Ohimè amici, l'incredulità credula è una strana cosa. Ma quando tutta una Nazione è ossessionata dal Sospetto, e vede un miracolo drammatico fin nell'operazione dei succhi gastrici, che scampo può trovare? Una tale Nazione è già tutto un ammasso di malanni ipocondriaci; par fatta di vetro; è atrabiliare; è decadente; è soggetta alle crisi. Non è il sospetto medesimo proprio la cosa di cui si deve sospettare, facendo come Montaigne che temeva solo di temere?
Frattanto l'ora è suonata. Sua Maestà il Re è nella sua carrozza, con la Regina, con la sorella Elisabetta e i due fanciulli regali. Ci vorrà un'ora buona prima che l'infinita processione sia ordinata e si possa mettere in cammino. Il tempo è annebbiato e piovigginoso; la mente confusa; grande il frastuono.
Non poche processioni in marcia ha visto il nostro mondo: i trionfi e le ovazioni dei Romani, il battere di cimbali dei Cabiri, i Corteggi regali, i funerali irlandesi; ma questa della Monarchia Francese che marcia verso la sua tomba era ancora da vedersi. Lunga delle miglia e larga a perdita d'occhio, poichè tutti i paesi circonvicini s'affollano per vedere; lenta, stagnante, come un lago senza spiaggia, eppure con un fragore pari a quello del Niagara, o a quello della Torre di Babele e a Bedlam, s'avanza guazzando nella mota, scalpitando, ed emettendo grida di evviva, urli, scariche di moschetti: – il più perfetto segmento del Caos visto in queste ultime Età! Finchè, lentamente, come le tenebre divengono più fitte, s'immette in Parigi che l'attende, a traverso una doppia fila di teste, per tutta la via da Passy all'Hôtel-de-Ville.

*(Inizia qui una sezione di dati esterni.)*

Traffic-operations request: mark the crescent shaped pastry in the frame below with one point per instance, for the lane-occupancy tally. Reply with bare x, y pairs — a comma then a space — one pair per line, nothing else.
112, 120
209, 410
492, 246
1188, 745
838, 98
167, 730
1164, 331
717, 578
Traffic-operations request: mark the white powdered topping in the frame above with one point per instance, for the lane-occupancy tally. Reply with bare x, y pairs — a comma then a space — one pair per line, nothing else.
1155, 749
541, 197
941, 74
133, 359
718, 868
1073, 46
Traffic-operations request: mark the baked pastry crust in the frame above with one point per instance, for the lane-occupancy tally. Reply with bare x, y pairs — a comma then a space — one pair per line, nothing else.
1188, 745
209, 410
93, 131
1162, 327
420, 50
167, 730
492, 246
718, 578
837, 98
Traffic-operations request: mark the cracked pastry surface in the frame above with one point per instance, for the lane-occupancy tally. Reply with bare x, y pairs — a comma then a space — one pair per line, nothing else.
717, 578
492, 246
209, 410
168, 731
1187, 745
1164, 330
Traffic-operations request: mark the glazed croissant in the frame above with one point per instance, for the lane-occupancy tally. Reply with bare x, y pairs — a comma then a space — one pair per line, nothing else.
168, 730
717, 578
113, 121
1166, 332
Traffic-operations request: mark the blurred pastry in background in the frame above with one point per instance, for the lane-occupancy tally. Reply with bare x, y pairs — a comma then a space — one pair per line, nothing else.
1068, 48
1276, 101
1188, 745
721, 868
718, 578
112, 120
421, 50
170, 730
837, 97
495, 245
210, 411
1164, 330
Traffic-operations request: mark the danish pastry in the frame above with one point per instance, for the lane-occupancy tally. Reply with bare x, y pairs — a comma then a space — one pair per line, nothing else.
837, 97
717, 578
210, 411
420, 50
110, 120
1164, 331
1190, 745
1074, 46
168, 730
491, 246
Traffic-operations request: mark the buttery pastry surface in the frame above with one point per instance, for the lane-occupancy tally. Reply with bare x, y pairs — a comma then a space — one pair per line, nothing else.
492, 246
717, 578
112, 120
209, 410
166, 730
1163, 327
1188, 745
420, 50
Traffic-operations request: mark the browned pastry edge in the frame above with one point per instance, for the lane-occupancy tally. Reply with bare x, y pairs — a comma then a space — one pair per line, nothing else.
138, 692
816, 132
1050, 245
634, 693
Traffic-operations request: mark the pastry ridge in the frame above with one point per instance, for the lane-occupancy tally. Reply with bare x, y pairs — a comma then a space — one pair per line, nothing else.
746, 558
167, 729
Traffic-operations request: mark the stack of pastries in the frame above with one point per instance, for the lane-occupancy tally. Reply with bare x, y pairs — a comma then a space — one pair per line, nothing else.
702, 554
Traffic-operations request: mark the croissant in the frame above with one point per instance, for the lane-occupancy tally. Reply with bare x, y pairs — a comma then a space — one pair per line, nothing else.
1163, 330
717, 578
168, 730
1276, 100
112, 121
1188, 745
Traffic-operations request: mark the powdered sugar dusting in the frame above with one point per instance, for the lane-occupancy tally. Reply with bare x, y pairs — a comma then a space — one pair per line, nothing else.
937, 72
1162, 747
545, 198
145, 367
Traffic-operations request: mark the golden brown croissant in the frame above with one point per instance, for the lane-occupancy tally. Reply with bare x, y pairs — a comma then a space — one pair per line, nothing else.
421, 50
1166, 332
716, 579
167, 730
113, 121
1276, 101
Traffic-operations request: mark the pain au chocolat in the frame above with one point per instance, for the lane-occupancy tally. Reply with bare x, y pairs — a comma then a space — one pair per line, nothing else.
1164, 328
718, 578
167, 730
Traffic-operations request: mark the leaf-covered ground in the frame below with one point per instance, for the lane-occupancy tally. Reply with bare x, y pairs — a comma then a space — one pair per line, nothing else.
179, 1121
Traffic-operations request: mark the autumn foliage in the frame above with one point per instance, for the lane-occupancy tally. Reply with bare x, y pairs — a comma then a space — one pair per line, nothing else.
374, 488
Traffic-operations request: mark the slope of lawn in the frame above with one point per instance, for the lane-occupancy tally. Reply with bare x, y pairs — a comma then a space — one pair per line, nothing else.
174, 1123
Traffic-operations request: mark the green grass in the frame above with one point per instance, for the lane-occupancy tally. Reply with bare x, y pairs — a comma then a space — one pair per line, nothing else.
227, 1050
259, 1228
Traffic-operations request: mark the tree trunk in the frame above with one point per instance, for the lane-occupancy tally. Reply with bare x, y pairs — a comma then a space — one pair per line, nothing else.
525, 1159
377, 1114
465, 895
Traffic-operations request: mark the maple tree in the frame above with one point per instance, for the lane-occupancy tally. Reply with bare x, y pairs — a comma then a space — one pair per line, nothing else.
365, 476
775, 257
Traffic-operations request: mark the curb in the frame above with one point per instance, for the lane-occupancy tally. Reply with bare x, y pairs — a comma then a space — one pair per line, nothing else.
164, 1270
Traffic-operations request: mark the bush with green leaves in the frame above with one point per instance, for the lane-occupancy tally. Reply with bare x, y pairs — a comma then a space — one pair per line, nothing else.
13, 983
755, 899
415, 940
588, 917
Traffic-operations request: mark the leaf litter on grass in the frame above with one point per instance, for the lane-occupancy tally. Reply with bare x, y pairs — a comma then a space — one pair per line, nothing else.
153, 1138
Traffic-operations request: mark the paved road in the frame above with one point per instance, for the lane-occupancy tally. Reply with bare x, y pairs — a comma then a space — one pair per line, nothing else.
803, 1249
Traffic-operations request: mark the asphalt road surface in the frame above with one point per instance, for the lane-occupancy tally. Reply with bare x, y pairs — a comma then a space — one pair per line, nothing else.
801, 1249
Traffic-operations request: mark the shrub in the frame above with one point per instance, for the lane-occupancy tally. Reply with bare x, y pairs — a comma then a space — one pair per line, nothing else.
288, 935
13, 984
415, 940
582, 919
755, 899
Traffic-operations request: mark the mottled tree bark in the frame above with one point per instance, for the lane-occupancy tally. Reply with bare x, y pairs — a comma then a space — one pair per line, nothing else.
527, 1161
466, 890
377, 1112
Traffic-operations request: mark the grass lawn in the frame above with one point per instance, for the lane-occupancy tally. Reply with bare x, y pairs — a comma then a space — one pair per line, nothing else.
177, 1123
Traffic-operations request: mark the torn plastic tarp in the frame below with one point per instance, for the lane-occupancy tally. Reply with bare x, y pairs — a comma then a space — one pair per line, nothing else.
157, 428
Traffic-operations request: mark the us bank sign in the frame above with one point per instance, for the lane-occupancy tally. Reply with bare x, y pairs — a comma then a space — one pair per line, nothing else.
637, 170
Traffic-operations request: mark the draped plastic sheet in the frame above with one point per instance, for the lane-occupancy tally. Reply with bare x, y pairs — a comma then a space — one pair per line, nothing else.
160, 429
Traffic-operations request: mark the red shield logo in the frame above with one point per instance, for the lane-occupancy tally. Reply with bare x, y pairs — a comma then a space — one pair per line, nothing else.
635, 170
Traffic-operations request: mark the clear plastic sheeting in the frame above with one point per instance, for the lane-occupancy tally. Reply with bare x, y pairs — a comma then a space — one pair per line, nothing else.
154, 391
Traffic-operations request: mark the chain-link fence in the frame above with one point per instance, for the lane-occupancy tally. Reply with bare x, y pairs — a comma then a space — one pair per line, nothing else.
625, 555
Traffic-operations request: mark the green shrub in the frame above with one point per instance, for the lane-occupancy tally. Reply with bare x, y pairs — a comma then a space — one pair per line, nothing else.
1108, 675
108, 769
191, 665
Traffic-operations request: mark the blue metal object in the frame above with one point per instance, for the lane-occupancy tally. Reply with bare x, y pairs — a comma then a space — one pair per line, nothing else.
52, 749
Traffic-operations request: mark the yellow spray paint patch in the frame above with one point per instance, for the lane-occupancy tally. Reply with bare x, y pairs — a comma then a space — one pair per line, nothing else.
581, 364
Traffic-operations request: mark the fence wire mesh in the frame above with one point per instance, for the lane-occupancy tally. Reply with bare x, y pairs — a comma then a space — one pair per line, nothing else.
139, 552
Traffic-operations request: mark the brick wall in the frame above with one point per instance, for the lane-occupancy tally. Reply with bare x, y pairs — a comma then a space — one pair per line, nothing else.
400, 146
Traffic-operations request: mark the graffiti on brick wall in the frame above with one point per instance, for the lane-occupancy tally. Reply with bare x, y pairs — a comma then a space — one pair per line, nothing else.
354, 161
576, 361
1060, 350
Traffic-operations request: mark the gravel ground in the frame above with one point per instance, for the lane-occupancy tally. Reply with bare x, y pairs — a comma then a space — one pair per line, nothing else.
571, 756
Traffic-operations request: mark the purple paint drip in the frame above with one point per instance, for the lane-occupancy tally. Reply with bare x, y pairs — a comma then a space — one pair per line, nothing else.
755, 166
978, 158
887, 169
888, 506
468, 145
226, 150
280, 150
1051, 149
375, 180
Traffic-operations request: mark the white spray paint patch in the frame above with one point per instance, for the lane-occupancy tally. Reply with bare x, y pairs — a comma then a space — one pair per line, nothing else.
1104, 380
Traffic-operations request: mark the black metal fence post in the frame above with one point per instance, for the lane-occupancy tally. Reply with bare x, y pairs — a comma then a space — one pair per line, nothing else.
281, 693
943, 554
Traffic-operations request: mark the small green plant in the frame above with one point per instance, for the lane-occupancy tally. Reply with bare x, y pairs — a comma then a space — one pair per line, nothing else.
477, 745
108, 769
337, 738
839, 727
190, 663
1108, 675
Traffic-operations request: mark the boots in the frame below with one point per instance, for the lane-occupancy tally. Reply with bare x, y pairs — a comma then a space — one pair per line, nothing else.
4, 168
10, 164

Riflettete un po': all'avanguardia le truppe nazionali coi treni dell'artiglieria; uomini e donne armati di picche montati sui cannoni, sui carri, su carrozze da nolo, a piedi; – che tripudiano, coperti da capo a piedi di nastri tricolori, con dei panni infilati alla punta delle baionette e verdi ramoscelli conficcati nelle canne dei fucili. Poi, parte principale della marcia, cinquanta carri carichi di grano, che sono stati dati a prestito, per amore di pace, dai depositi di Versailles. Dietro a questi ultimi seguono sparpagliate Guardie del Corpo, tutte raumiliate, coi berretti dei granatieri sul capo. Immediatamente dopo vengono le carrozze dei Regali; poi vi sono anche un centinaio di Deputati Nazionali fra cui si trova Mirabeau, di cui non possediamo le osservazioni. E finalmente, alla rinfusa, come retroguardia, i reggimenti Fiandra, Svizzeri, Cento Svizzeri, altre Guardie del Corpo, Briganti e chiunque non s'era potuto mettere innanzi. Sparsi fra tutta quella massa si ritrovano Saint-Antoine e la Coorte Menadica. Le Menadi stanno di preferenza intorno alla carrozza regale, cui si riferiscono le allusioni; con l'altra mano indicano gli altri carri di provvigioni con queste parole: «Coraggio, amici! Ormai non ci mancherà il pane; noi vi portiamo il Fornaio, la Fornaia e il garzone del forno, le Boulanger, la Boulangère et le petit Mitron».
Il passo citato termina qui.